Writer/producer/director Norman Ollestar tries such a thing with Malibu
Eyes (2004), which does this on tape and throws in some of Steven
Soderbergh’s Sex, Lies & Videotape, but lands up looking like a bad
amateur XXX film.
The story had the chance to bring this above that, dealing
with one young woman’s voyeurism, but the narrative never develops the
characters, and the situation of why Hannah (Courtney Cole) is alone to begin
with is never convincing. What’s worse,
all the sexual scenes are shot as badly as amateur and professional taped
hardcore taping, which means flat, formless, and with a laughable
predictability that hardcore customers expect.

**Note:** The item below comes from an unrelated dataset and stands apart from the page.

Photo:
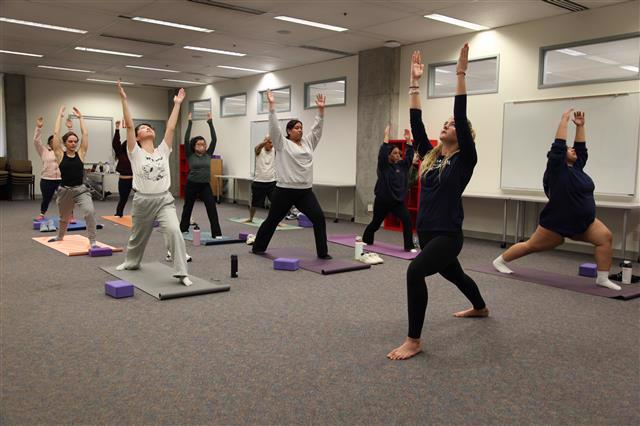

This film is trying to be some challenging art housework, but it can
forget it.
The result is that nothing here is very erotic or
interesting. The character motivations,
for whatever is developed of character here, is either back-stabbing or more
voyeurism and some scenes cannot decide if they are fantasy or reality scenes
of intimacy. The actors are not bad
looking, but the acting is limited, furthering its inability to break away from
the regressive images of human sexuality it thinks it is above.
The letterboxed 1.78 X 1 image is fair, but nothing too
impressive, trying to look amateur to the point of faux “record” signs in the
upper left hand corner. The simple
stereo has been remixed in Dolby Digital 5.1 sound, but all it does is spread
the flatness. I guess that could
describe the dullness of the sex scene here.
The only extra is a trailer, which shows you just about everything you
need to see in the short 82 minutes this runs.